Typical areas I support:
Python automation debugging and hardening
.NET/C# internal tools and service stabilization
SQL troubleshooting, query optimization, and data integrity checks
API failure diagnosis and integration repair
Reporting pipeline and operational workflow fixes
What you can expect from me:
Fast initial triage and a clear next-step plan
Concise status updates with realistic ETA
Root-cause summary in plain language
Verification steps your team can rerun
Risk and rollback guidance when relevant
If the issue is urgent, I prioritize service restoration first, then provide phase-two hardening recommendations after stability is restored.
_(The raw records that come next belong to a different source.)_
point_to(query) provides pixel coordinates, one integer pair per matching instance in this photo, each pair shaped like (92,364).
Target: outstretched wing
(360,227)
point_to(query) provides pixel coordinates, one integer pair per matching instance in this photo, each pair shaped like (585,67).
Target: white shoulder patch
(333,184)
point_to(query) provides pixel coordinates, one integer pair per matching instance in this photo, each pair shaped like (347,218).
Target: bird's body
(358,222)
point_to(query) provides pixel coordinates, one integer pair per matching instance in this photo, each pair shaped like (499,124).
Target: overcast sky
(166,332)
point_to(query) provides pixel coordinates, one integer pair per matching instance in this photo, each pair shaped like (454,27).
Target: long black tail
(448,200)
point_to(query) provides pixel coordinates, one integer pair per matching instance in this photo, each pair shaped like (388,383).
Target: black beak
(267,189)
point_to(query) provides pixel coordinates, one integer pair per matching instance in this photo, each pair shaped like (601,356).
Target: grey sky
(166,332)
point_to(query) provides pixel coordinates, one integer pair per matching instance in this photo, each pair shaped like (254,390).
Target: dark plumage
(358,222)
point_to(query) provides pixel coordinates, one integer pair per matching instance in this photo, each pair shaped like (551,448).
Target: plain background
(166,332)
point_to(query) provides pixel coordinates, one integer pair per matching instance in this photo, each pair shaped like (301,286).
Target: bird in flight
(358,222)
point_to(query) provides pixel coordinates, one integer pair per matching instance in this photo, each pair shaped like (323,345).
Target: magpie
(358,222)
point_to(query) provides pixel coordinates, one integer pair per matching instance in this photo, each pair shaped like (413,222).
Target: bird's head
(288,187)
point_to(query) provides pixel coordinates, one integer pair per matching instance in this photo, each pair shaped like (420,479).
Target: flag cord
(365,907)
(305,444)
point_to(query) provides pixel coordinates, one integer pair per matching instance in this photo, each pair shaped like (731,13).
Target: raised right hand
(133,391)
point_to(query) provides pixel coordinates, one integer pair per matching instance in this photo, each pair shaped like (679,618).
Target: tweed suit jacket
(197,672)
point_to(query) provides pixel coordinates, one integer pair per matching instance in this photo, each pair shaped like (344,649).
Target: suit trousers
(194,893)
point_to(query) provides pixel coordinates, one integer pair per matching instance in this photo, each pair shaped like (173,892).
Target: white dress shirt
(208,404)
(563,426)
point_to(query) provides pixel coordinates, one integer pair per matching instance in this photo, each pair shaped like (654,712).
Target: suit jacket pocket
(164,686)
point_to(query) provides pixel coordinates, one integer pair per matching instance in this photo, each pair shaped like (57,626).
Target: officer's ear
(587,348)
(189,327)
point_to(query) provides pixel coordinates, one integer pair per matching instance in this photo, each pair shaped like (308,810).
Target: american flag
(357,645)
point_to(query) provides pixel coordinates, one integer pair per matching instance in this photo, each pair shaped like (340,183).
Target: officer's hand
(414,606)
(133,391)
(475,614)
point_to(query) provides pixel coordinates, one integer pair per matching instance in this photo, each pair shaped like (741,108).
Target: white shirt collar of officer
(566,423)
This keeps downtime low while improving long-term reliability.
To get started, send:
Error details and log snippets
Reproduction steps
Runtime/database/deployment context
Recent changes made before the issue appeared
I’ll reply with a focused action plan and estimate.
Work Terms
I work with clearly defined scope, structured milestones, and measurable deliverables. Each engagement begins with a focused discovery phase to define objectives, constraints, system boundaries, and success criteria. Development does not begin until requirements are documented and aligned.
Engagement Structure
Discovery & Architecture
Review systems, data models, and workflows
Identify integration risks and edge cases
Produce a phased implementation plan
Build
Modular, version-controlled development
Clear separation of logic and configuration
Logging, validation, and fault handling where required
Validation
Functional testing against defined criteria
Data integrity checks
Performance evaluation under expected load
Deployment & Handoff
Documentation of setup and operational procedures
Knowledge transfer if required
Post-release stabilization period
Billing
Hourly for evolving scope
Fixed-price for clearly defined deliverables
Milestone-based structure for larger systems
Invoices are issued upon milestone completion.
Client Responsibilities
Provide relevant technical documentation and system details
Assign a decision-maker
Review deliverables within agreed timelines
Change Control
Scope changes are evaluated for impact on cost and schedule before implementation proceeds. This ensures clarity and prevents uncontrolled expansion.
Confidentiality
All client data and intellectual property remain confidential. Work can proceed under NDA. Sensitive systems are handled with disciplined change control practices.
Communication
Clear written communication is preferred. Meetings are used strategically for alignment. Availability expectations are defined at project start.
The objective is maintainable architecture and scalable automation—not short-term patches.